Oggi si fa un gran parlare di identità sociali, etniche, nazionali e politiche. Alla “morte del soggetto”, fieramente proclamata urbi et orbi non molto tempo fa, è seguito un nuovo e diffuso interesse per le molteplici identità che emergono e proliferano nel nostro mondo contemporaneo. Questi due movimenti non sono, tuttavia, in un contrasto così completo e drammatico come saremmo tentati di credere a prima vista. Forse la morte del Soggetto (con la “S” maiuscola) è stata il requisito indispensabile per questo rinnovato interesse per la questione della soggettività. È forse la stessa impossibilità di attribuire ancora a un centro trascendentale le espressioni concrete e finite di una soggettività multiforme a fare in modo che la nostra attenzione si concentri sulla molteplicità stessa. Le azioni fondatrici degli anni Sessanta sono ancora presenti, e rendono possibili le esplorazioni politiche e teoretiche in cui siamo oggi impegnati.
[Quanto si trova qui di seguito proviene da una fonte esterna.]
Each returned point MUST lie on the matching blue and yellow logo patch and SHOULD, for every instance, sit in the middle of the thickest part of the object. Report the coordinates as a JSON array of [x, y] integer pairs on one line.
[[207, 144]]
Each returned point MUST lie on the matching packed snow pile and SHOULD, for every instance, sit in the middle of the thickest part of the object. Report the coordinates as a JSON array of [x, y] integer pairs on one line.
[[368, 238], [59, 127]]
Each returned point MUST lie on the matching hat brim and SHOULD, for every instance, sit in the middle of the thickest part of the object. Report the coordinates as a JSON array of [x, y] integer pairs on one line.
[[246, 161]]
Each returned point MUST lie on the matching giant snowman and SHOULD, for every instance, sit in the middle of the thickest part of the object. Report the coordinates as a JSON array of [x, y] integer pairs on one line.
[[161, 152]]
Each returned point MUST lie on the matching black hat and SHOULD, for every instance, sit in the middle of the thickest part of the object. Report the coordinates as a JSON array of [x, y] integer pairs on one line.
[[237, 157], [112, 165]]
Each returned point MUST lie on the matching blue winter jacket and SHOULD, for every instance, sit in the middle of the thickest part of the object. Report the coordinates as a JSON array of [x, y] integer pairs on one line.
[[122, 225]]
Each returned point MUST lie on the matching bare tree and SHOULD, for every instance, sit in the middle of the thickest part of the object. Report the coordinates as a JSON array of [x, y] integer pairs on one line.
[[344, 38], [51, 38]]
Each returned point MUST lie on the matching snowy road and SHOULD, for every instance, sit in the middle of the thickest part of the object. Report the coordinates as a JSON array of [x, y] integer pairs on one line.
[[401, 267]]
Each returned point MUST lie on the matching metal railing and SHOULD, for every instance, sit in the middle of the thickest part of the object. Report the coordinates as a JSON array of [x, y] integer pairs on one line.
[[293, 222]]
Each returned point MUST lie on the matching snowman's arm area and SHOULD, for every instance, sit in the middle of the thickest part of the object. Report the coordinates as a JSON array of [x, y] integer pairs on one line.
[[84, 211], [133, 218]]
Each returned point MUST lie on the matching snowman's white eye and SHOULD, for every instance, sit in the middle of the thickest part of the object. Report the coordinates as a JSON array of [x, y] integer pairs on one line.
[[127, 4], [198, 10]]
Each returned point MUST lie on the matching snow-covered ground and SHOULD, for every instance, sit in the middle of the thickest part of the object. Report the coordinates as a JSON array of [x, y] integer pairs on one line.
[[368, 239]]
Se, tuttavia, c’è stato questo divario temporale tra ciò che era diventato teoreticamente pensabile e ciò che è stato realmente ottenuto, è perché una seconda e più sottile tentazione ha ossessionato l’immaginario intellettuale della Sinistra per un po’ di tempo: quella di rimpiazzare il soggetto trascendentale con il suo altro simmetrico, di reinscrivere le molteplici forme delle soggettività allo stato brado in una totalità oggettiva. Da ciò è derivato un concetto che ha avuto una grande fortuna nella nostra preistoria immediata: quello di “posizioni del soggetto”. Ma questo non era, chiaramente, un reale superamento della problematica della soggettività trascendente (qualcosa che ci perseguita come un’assenza è, in effetti, molto presente). “La storia è un processo senza soggetto”. Forse. Ma come lo sappiamo? La possibilità di tale proposizione non richiede già ciò che si stava cercando di evitare? Se la storia come totalità è un possibile oggetto di esperienza e di discorso, chi potrebbe essere il soggetto di tale esperienza ma allo stesso tempo il soggetto di una conoscenza assoluta? Ora, se proviamo a evitare questa trappola, e a negare il terreno che renderebbe la proposizione fornita di senso, ciò che diventa problematica è la stessa nozione di “posizione del soggetto”.